Posted by Luke <vi...@gmail.com>.
Thanks Wes for the explanation, I was missing the need for the union.
I was pretty amazed at how much more memory the python nested dict was than
the size of the json file on disk, especially with how verbose json is.
-Luke
On Tue, Sep 24, 2019 at 11:59 PM Wes McKinney <we...@gmail.com> wrote:
> The Arrow version of a nested structure will use significantly less
> memory than the nested-Python-dictionary version.
>
> We don't have a 100% complete converter from JSON-like data to Arrow
> in-memory -- the main thing that's missing is creation of Unions
> automatically. For example, the array
>
> [700, 800, {'random string53': 900, 'random string54': 'random string55'}]
>
> would need to be a union of an integer and a struct.
>
> Assuming you don't have heterogeneous arrays and the type of values
> don't change from record to record, you can simply pass a list of
> records to pyarrow.array
>
> - Wes
>
> On Tue, Sep 24, 2019 at 1:26 PM Luke <vi...@gmail.com> wrote:
> >
> > This is a simplified example but trying to figure out what gains can be
> had using arrow vice straight nested python dictionaries for something like
> the following:
> >
> > {'random string 1': {'field1': {'field11': 'random string 2',
> > 'field12': 100},
> > 'field2': 200,
> > 'field3': [300,
> > 400,
> > {'random string 3': 500}]
> > },
> > 'random string 4': {'field5': {'field51': 600,
> > 'field52 ': [700,
> > 800,
> > {'random string53': 900,
> > 'random string54': 'random
> string55'}
> > ]
> > }
> > }
> > }
> >
> > I didn't see anything that would convert an arbitrary nested dictionary
> into some arrow structure -- did I miss something? If there isn't what are
> some suggestions. I am doing pretty heavy data analysis where I am handed
> some nested python dictionaries or nested json that I am loading into a
> nested python dictionary. The memory footprint on these are large and I
> have individual json files when loaded by json.load becomes a 5-6 GB python
> dictionary (which is a little crazy when the actual json files is like
> 700MB).
> >
> > curious,
> > Luke
>
Re: arrow encoding of nested dictionary?
Posted by Wes McKinney <we...@gmail.com>.
The Arrow version of a nested structure will use significantly less
memory than the nested-Python-dictionary version.

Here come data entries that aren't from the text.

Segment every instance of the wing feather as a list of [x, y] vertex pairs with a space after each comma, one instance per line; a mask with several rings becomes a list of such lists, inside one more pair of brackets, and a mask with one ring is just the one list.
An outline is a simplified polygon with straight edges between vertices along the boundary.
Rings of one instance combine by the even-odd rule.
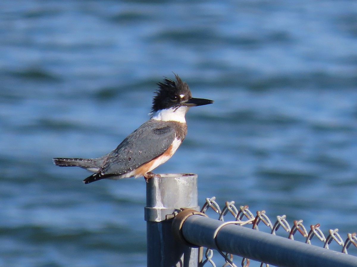
[[150, 120], [129, 135], [104, 161], [101, 175], [120, 175], [164, 153], [176, 137], [173, 128]]

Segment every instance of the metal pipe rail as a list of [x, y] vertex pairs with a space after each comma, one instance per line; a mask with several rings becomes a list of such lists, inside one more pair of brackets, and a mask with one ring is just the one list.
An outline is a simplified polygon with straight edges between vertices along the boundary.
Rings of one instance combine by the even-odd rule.
[[203, 246], [276, 266], [357, 267], [357, 257], [208, 218], [192, 209], [174, 219], [174, 236]]

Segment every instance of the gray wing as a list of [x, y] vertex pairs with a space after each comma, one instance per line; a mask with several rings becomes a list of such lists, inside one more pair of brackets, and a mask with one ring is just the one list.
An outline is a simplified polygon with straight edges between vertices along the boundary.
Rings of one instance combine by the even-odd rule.
[[176, 137], [172, 127], [160, 121], [149, 120], [107, 155], [101, 174], [119, 175], [135, 169], [164, 153]]

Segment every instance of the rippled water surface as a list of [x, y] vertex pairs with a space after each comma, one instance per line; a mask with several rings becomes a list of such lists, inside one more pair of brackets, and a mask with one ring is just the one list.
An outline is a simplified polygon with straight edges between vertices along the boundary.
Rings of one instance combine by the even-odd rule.
[[[142, 178], [85, 185], [177, 73], [214, 104], [158, 173], [271, 218], [357, 230], [354, 1], [0, 2], [0, 266], [146, 265]], [[351, 248], [351, 253], [357, 254]]]

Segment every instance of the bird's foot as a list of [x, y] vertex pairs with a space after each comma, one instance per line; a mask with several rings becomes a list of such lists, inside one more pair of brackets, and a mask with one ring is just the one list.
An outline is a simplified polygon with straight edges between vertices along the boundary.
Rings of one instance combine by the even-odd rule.
[[146, 183], [149, 183], [149, 179], [153, 177], [156, 177], [156, 178], [161, 177], [161, 176], [160, 174], [156, 174], [151, 172], [149, 172], [144, 174], [144, 178], [145, 178], [145, 181]]

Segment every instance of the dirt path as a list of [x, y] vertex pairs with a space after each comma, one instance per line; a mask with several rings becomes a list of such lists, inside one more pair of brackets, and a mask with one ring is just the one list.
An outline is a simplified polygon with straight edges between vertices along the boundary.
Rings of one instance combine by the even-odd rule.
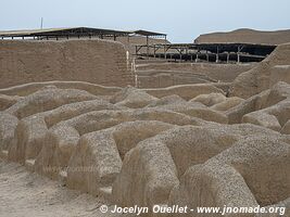
[[0, 159], [0, 217], [110, 216], [100, 213], [102, 204], [99, 199]]

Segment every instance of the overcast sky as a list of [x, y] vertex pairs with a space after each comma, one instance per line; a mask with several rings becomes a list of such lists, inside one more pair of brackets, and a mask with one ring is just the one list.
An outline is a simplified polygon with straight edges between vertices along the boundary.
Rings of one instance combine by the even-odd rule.
[[0, 29], [100, 27], [168, 34], [191, 42], [201, 34], [290, 28], [290, 0], [0, 0]]

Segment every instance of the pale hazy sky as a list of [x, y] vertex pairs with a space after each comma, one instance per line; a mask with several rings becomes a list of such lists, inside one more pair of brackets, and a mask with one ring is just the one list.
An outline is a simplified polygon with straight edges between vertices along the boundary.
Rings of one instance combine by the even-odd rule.
[[147, 29], [191, 42], [200, 34], [290, 28], [290, 0], [0, 0], [0, 30], [43, 27]]

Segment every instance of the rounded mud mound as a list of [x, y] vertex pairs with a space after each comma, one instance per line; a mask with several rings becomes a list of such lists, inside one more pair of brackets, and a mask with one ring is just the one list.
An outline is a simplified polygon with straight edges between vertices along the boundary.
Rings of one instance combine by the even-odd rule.
[[241, 99], [209, 84], [2, 89], [0, 156], [124, 207], [290, 208], [289, 90], [278, 82]]

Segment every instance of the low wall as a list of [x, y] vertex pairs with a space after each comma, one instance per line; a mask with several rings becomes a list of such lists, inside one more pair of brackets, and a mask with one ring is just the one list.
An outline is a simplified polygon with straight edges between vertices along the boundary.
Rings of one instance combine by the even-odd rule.
[[133, 77], [119, 42], [0, 40], [0, 88], [50, 80], [124, 87]]

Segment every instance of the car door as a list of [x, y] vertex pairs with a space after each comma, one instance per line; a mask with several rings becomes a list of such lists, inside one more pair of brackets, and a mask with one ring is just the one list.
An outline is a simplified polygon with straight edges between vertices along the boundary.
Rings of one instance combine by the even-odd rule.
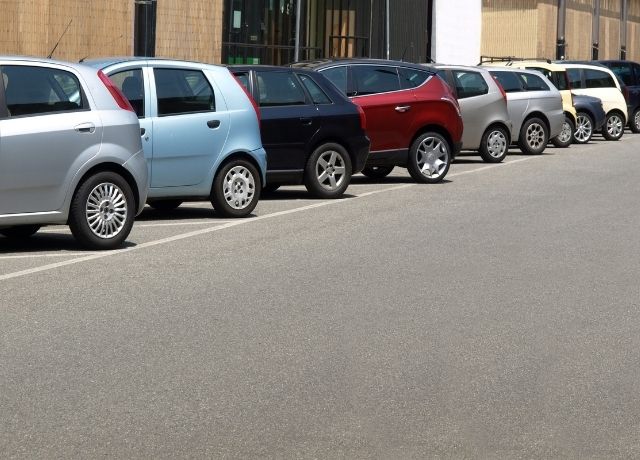
[[0, 214], [57, 211], [100, 150], [100, 118], [70, 70], [12, 63], [0, 73]]
[[196, 68], [152, 67], [151, 187], [202, 183], [223, 150], [229, 114], [215, 82]]
[[267, 170], [304, 169], [308, 142], [319, 126], [313, 102], [291, 70], [258, 70], [254, 81]]

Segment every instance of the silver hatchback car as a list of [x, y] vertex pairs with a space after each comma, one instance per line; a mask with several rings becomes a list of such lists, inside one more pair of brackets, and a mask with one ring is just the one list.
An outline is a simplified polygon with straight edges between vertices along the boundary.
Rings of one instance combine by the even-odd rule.
[[511, 120], [500, 85], [479, 67], [436, 64], [433, 68], [458, 98], [464, 122], [462, 150], [477, 150], [489, 163], [502, 161], [511, 144]]
[[140, 125], [102, 72], [0, 57], [0, 234], [68, 224], [78, 242], [112, 249], [148, 189]]

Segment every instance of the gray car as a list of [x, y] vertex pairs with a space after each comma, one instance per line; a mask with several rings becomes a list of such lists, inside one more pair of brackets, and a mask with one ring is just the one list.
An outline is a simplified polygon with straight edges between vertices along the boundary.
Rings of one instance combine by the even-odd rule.
[[502, 161], [511, 144], [505, 92], [486, 69], [440, 64], [433, 68], [458, 98], [464, 122], [462, 150], [477, 150], [489, 163]]
[[523, 153], [540, 154], [562, 131], [562, 96], [540, 72], [512, 68], [488, 68], [507, 93], [511, 140]]
[[68, 224], [85, 247], [121, 245], [148, 188], [129, 102], [79, 64], [0, 57], [0, 74], [0, 234]]

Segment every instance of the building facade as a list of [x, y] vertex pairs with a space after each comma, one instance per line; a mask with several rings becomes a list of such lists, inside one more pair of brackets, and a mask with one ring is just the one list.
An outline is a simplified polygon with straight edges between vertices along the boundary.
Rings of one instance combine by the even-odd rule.
[[286, 64], [640, 61], [640, 0], [0, 0], [0, 53]]

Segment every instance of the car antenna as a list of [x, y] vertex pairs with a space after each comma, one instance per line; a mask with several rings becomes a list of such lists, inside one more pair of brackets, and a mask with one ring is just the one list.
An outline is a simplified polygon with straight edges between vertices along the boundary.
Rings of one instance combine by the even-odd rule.
[[58, 39], [58, 41], [56, 42], [56, 46], [53, 47], [53, 49], [51, 50], [51, 52], [49, 53], [49, 56], [47, 56], [47, 59], [51, 59], [51, 56], [53, 56], [53, 52], [56, 50], [56, 48], [58, 47], [58, 45], [60, 44], [60, 40], [62, 40], [62, 37], [64, 37], [64, 34], [67, 33], [67, 30], [69, 30], [69, 26], [71, 25], [71, 23], [73, 22], [73, 18], [71, 18], [69, 20], [69, 24], [67, 24], [67, 28], [64, 29], [64, 32], [62, 32], [62, 35], [60, 35], [60, 38]]

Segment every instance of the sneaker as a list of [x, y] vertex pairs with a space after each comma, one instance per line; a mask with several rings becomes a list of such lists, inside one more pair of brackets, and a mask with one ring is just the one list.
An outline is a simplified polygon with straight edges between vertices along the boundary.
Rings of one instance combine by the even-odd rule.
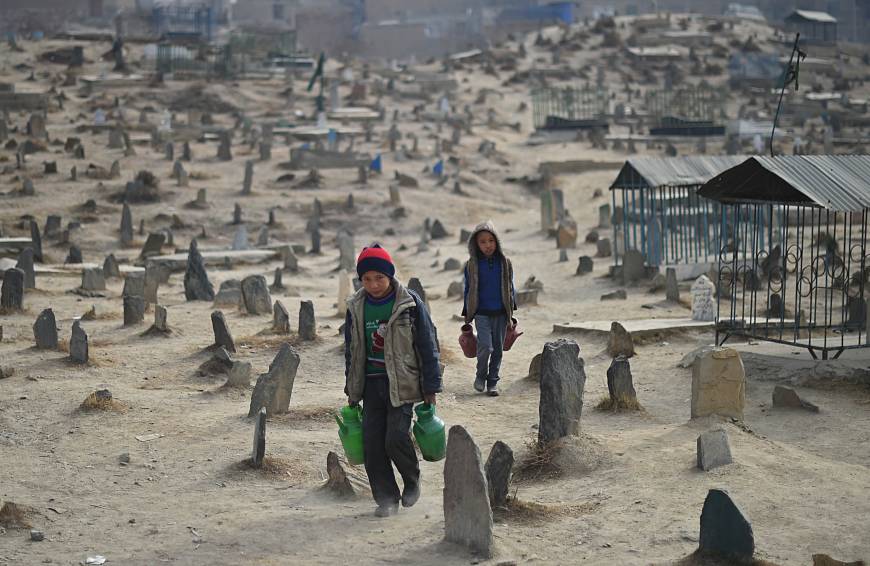
[[420, 484], [406, 486], [402, 492], [402, 507], [413, 507], [417, 500], [420, 499]]
[[375, 509], [375, 517], [391, 517], [398, 512], [398, 503], [385, 503], [384, 505], [378, 505], [378, 508]]

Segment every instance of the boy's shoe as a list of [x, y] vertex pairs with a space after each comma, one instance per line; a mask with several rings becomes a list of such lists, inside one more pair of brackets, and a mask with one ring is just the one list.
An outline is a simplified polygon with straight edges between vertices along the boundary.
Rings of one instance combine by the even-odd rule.
[[406, 486], [402, 492], [402, 507], [413, 507], [418, 499], [420, 499], [420, 484]]
[[391, 517], [399, 512], [398, 503], [385, 503], [375, 509], [375, 517]]

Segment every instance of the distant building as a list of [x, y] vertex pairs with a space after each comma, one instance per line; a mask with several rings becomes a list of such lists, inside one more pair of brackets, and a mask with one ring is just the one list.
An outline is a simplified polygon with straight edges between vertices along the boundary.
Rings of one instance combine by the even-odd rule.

We don't have a 100% complete converter from JSON-like data to Arrow
in-memory -- the main thing that's missing is creation of Unions
automatically. For example, the array
[700, 800, {'random string53': 900, 'random string54': 'random string55'}]
would need to be a union of an integer and a struct.
Assuming you don't have heterogeneous arrays and the type of values
don't change from record to record, you can simply pass a list of
records to pyarrow.array
- Wes
On Tue, Sep 24, 2019 at 1:26 PM Luke <vi...@gmail.com> wrote:
>
> This is a simplified example but trying to figure out what gains can be had using arrow vice straight nested python dictionaries for something like the following:
>
> {'random string 1': {'field1': {'field11': 'random string 2',
> 'field12': 100},
> 'field2': 200,
> 'field3': [300,
> 400,
> {'random string 3': 500}]
> },
> 'random string 4': {'field5': {'field51': 600,
> 'field52 ': [700,
> 800,
> {'random string53': 900,
> 'random string54': 'random string55'}
> ]
> }
> }
> }
>
> I didn't see anything that would convert an arbitrary nested dictionary into some arrow structure -- did I miss something? If there isn't what are some suggestions. I am doing pretty heavy data analysis where I am handed some nested python dictionaries or nested json that I am loading into a nested python dictionary. The memory footprint on these are large and I have individual json files when loaded by json.load becomes a 5-6 GB python dictionary (which is a little crazy when the actual json files is like 700MB).
>
> curious,
> Luke